June 23, 2010


by David Moody
336 pages, Thomas Dunne Books

Review by S.P. Miskowski

Few horror novels have proven to be more attuned to their particular moment in human social development than David Moody's Hater and his sequel Dog Blood. One glance at today's news online or on TV is enough to provoke outrage in the average person. So how does the same news affect people who are already harboring barely concealed rage toward their families, their employers or lack of employment, and society itself? These individuals wake each morning in a state of irritation or anxiety. How many steps removed is this mental state from outright physical aggression? Every news cycle brings another variation on the answer to that question.

In Hater (2009), the first novel in a series which continues with this month's publication of Dog Blood (2011), author Moody dared to portray an apocalypse triggered not by a virus, climate change, or weapons of mass destruction but by human nature. The change, whatever it consisted of, flipped a switch in certain people, and they no longer felt constrained by rules, laws, or convention. Occasional rampages turned to frequent bloodshed, and then to constant attacks on other people. The condition was manifested in about one-third of the population, and no one could say why.

Hater arced perfectly from the continuous low-level violence we tolerate in the real world every day, to brutality on a massive, fictional scale. Most disturbing, the willingness of the novel's characters to commit heinous acts depended not on their sense of morality or their circumstances. The capacity for extreme violence simply emerged. There were Haters, who struck out with ferocious aggression. And there were those who ran away, were preyed upon, or gathered in groups to attempt a systematic, dehumanized retaliation against Haters.

Dog Blood picks up where Hater ended, in an all-out war between the Haters and the Unchanged. Danny McCoyne continues to search for his daughter Ellis amid the ruins of the town where his family lived until three months ago. His journey reveals odd factions and differences of attitude on both sides of the battle.

After three months of rationing and without the means to receive or even locate adequate supplies, the Unchanged are running low on food, water and medicine. The displaced refugees among them have given up hope of being rescued by an outside force, and are simply hanging on.

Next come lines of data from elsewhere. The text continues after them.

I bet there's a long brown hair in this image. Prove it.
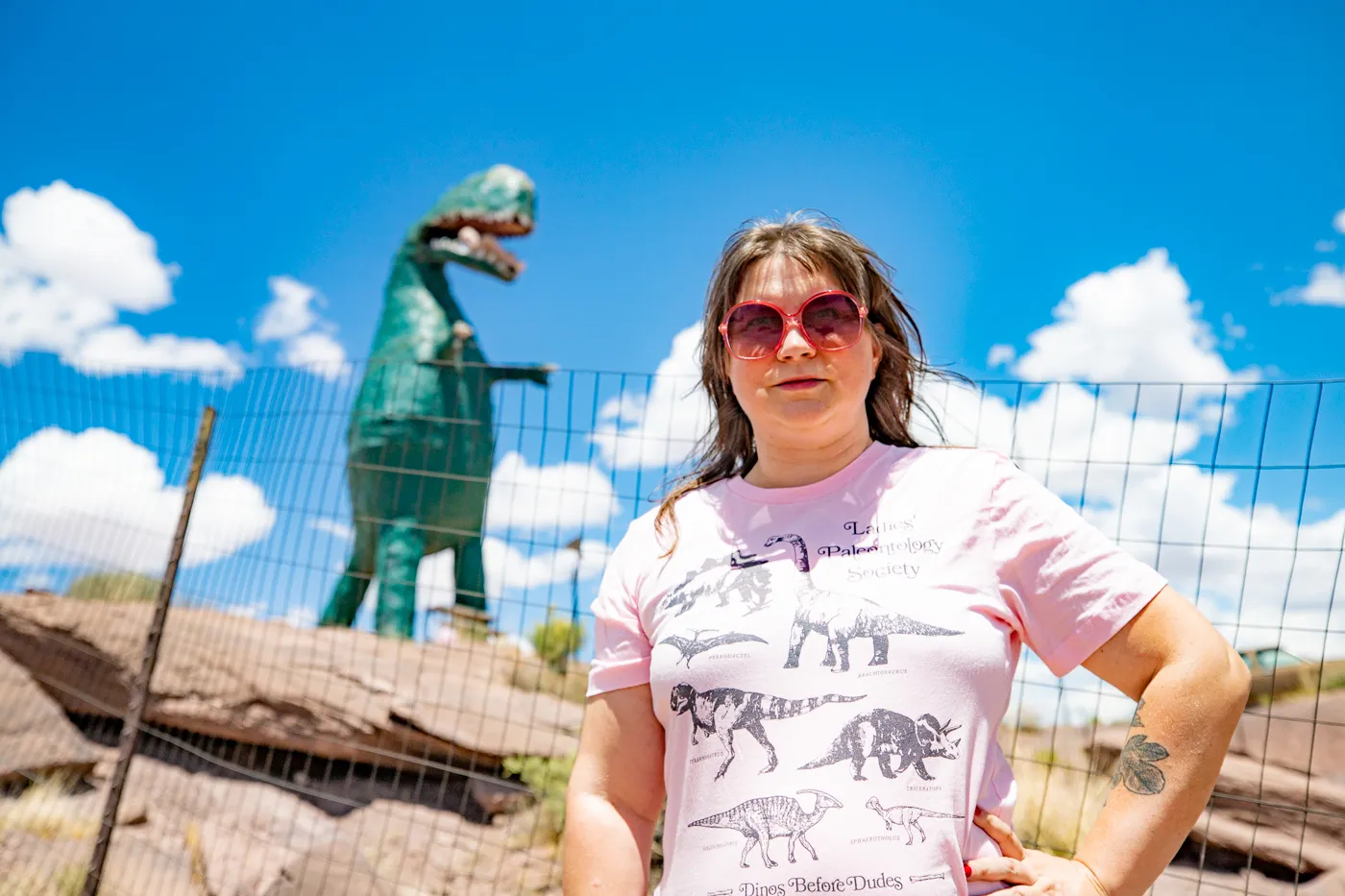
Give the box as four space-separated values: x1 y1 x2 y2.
653 212 944 556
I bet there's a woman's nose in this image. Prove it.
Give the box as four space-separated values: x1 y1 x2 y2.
774 320 818 360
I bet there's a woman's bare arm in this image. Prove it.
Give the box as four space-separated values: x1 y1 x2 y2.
565 685 663 896
1075 587 1251 896
968 588 1251 896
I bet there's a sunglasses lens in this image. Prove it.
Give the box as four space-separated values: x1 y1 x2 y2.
726 302 784 358
803 293 862 350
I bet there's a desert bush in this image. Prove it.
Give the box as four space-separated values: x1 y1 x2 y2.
504 755 575 841
0 863 87 896
66 571 160 603
1013 761 1111 859
530 618 584 672
0 775 98 839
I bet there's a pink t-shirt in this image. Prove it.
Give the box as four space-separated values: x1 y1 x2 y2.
589 443 1166 896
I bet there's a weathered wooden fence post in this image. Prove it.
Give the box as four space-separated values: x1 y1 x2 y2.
82 405 215 896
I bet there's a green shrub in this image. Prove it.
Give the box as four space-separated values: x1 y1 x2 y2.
504 755 575 839
530 618 584 672
66 571 160 603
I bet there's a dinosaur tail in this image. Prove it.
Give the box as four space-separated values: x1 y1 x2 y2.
799 731 850 769
686 812 729 828
761 694 868 718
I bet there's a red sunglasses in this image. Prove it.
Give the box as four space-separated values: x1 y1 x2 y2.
720 289 868 360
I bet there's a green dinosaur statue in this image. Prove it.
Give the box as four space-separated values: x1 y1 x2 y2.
319 165 552 638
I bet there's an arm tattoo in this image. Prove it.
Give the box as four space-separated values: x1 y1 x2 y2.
1111 697 1167 795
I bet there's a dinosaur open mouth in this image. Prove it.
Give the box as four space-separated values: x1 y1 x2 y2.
425 215 532 278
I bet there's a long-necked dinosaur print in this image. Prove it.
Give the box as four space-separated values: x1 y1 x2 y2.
658 628 770 668
669 682 865 781
799 709 962 781
687 789 844 868
864 796 966 846
766 536 962 671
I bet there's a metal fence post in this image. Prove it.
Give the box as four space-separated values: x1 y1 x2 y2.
82 405 215 896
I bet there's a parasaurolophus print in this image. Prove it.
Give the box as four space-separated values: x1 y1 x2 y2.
687 789 844 868
669 682 865 781
799 709 962 781
864 796 966 846
766 534 962 671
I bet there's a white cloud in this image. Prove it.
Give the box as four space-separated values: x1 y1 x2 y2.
0 181 241 379
1271 261 1345 306
253 276 350 379
485 450 620 531
591 323 712 470
308 517 355 541
280 332 349 379
285 607 317 628
253 276 322 342
0 426 276 574
986 343 1018 367
67 325 243 385
1015 249 1257 393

But their will to survive is matched by the Haters' will to destroy.

Like any parent on a mission to save his child (never mind that she is a killer by now, if she is alive at all), Danny is relentless. This is a realistic element used by the novelist to keep Danny focused, but he doesn't sentimentalize it. If anything Moody sends up the idea of paternal love and protection. Knowing that Danny will move enormous obstacles to be reunited with his flesh and blood never distracts us from the fact that Danny expresses no great desire to locate the members of his brood who have not become Haters.

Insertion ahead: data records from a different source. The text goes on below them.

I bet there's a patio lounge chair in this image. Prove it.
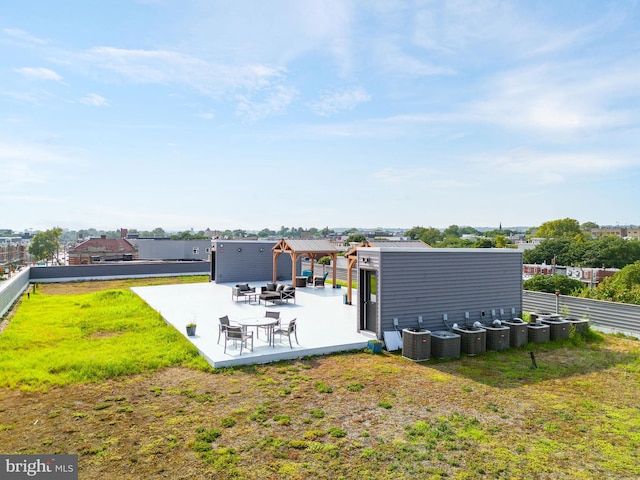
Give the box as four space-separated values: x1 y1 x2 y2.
218 315 231 344
224 326 253 355
231 283 256 302
258 283 296 305
256 312 280 340
313 272 329 287
273 318 300 348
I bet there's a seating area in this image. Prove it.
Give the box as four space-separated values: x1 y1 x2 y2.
258 283 296 305
218 311 300 355
231 283 256 302
273 318 300 348
224 325 253 355
313 272 329 287
134 279 370 368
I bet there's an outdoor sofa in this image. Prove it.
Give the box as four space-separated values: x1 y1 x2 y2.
231 283 256 302
258 283 296 305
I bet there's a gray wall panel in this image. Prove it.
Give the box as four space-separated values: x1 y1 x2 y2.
0 268 29 318
137 238 211 260
30 262 211 282
369 249 522 331
213 240 291 283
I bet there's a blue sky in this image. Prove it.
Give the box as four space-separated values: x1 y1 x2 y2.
0 0 640 230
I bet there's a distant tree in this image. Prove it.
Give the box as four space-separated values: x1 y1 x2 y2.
581 235 640 268
442 225 462 238
522 274 586 295
404 227 427 240
581 261 640 305
344 233 367 244
495 235 511 248
258 228 276 238
440 237 475 248
420 227 443 247
580 222 600 230
522 238 576 265
473 238 495 248
460 227 480 235
170 230 209 240
317 255 331 265
29 227 62 260
535 218 582 238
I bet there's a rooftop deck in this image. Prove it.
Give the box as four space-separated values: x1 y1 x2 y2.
133 280 372 368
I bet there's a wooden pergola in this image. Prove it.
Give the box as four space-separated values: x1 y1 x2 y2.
344 240 431 305
271 238 338 288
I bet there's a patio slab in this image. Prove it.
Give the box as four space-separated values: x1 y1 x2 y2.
132 280 373 368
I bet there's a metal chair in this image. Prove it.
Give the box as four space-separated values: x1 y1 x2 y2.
273 318 300 348
256 311 280 340
218 315 231 345
224 326 253 355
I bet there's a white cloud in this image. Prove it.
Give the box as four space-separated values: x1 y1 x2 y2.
2 28 49 45
0 142 75 191
80 93 109 107
475 148 638 184
309 87 371 117
236 86 298 123
468 63 640 135
372 167 468 191
81 47 283 97
14 67 62 82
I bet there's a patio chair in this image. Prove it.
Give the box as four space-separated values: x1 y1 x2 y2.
313 272 329 287
273 318 300 348
218 315 231 344
224 326 253 355
256 312 280 340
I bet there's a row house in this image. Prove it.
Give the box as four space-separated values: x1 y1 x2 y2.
69 235 138 265
522 263 620 287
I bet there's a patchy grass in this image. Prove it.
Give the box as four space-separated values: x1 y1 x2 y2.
0 281 640 479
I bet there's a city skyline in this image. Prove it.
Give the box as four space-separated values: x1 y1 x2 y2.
0 0 640 231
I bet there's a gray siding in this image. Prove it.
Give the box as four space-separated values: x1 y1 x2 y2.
138 238 211 260
0 268 29 318
30 262 211 282
212 240 291 283
358 249 522 334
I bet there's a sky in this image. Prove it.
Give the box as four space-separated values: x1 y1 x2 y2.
0 0 640 231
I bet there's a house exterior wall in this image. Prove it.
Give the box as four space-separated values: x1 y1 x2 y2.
211 240 291 283
358 248 522 338
30 262 211 283
137 238 211 260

Along the way Danny takes note of a world caving in to madness. He reports it all with a keen, clear eye. His observations, free of any moral obligation, are fresh and exhilarating. He demonstrates the joy of pure action, the human will in survival mode. It's both breathtaking and painful to see.

Two threads balance one another in Dog Blood: Mark is one of the Unchanged and his pregnant girlfriend is panicking over their lack of adequate shelter and supplies. His progress is juxtaposed with the story of Danny's search for Ellis. Mark's chapters provide a third person omniscient view of the current situation, followed by Mark's third person limited perspective, all in past tense. Danny's chapters are in present tense, entirely in first person, creating the same close intensity that Moody built so well in Hater. We may not like Danny, but we come to understand him.

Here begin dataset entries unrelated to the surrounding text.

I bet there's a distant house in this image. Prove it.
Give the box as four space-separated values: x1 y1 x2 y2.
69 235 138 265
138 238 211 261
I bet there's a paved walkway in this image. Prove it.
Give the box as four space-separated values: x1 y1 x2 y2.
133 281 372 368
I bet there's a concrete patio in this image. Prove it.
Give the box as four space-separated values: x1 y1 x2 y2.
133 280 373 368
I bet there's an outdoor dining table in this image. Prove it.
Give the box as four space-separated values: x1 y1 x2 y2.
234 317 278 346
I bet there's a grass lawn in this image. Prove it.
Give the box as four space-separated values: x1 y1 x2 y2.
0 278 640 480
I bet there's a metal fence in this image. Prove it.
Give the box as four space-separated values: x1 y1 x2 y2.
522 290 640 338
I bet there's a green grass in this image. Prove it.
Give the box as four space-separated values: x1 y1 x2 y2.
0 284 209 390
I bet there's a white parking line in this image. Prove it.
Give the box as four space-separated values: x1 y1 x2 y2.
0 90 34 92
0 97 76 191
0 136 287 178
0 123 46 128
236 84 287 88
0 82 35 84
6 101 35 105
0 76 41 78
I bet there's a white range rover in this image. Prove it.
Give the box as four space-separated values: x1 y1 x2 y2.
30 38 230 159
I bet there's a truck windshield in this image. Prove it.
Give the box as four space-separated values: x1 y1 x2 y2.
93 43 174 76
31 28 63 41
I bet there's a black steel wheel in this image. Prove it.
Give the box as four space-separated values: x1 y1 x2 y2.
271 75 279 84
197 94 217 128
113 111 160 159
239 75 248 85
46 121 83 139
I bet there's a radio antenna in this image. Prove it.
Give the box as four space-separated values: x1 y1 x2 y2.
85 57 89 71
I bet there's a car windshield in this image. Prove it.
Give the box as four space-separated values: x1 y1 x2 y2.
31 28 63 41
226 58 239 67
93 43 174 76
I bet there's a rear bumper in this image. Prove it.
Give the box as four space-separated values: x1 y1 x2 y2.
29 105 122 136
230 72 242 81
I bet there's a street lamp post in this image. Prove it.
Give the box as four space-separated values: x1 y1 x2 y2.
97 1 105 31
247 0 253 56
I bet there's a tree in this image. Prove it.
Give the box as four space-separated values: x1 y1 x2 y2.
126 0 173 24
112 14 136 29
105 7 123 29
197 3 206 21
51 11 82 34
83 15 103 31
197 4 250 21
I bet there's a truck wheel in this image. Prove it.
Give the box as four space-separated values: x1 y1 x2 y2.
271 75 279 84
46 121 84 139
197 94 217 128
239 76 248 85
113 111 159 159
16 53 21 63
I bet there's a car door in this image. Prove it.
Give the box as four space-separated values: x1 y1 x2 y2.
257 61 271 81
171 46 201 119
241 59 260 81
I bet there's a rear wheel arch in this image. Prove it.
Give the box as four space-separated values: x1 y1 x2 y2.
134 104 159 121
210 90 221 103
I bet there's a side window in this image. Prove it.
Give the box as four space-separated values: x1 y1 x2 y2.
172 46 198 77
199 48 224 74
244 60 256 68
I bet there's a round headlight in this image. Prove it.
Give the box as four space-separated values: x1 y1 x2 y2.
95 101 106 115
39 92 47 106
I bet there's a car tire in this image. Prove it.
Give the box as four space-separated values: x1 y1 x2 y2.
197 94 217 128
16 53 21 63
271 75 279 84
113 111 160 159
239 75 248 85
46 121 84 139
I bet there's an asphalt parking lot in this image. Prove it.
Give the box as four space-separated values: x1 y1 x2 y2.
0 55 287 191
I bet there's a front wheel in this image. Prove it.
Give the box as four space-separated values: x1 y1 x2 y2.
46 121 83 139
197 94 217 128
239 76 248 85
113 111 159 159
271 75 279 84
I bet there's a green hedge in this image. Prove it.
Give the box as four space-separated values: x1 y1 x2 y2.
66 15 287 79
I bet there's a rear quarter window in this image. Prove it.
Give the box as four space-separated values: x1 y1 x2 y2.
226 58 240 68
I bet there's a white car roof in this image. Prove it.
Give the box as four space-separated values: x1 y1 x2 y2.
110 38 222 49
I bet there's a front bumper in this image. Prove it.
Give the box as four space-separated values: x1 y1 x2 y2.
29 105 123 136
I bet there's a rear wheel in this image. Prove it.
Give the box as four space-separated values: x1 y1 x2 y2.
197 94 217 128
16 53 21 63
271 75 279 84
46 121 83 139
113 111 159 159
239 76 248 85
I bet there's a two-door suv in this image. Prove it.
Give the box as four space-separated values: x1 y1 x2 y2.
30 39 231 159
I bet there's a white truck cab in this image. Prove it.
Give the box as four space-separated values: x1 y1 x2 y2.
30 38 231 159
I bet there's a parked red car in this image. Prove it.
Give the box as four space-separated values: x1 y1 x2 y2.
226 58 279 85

The action sequences are so beautifully paced that the reader might not notice the precise elegance of the language. Every scene propels us forward with a sense of inevitability, but without cliches. Every character is a sharply etched individual with a life history and a purpose. Nothing is wasted or taken for granted.

This apocalyptic tale abstains from pronouncements about the world while closely examining human behavior. The novel refuses to identify a source or triggering event that the characters cannot identify, and plausibly demonstrates that Haters recognize one another without an overt visual cue. Dog Blood is an audacious work of imagination and style whose exploration of rage is both timely and frightening.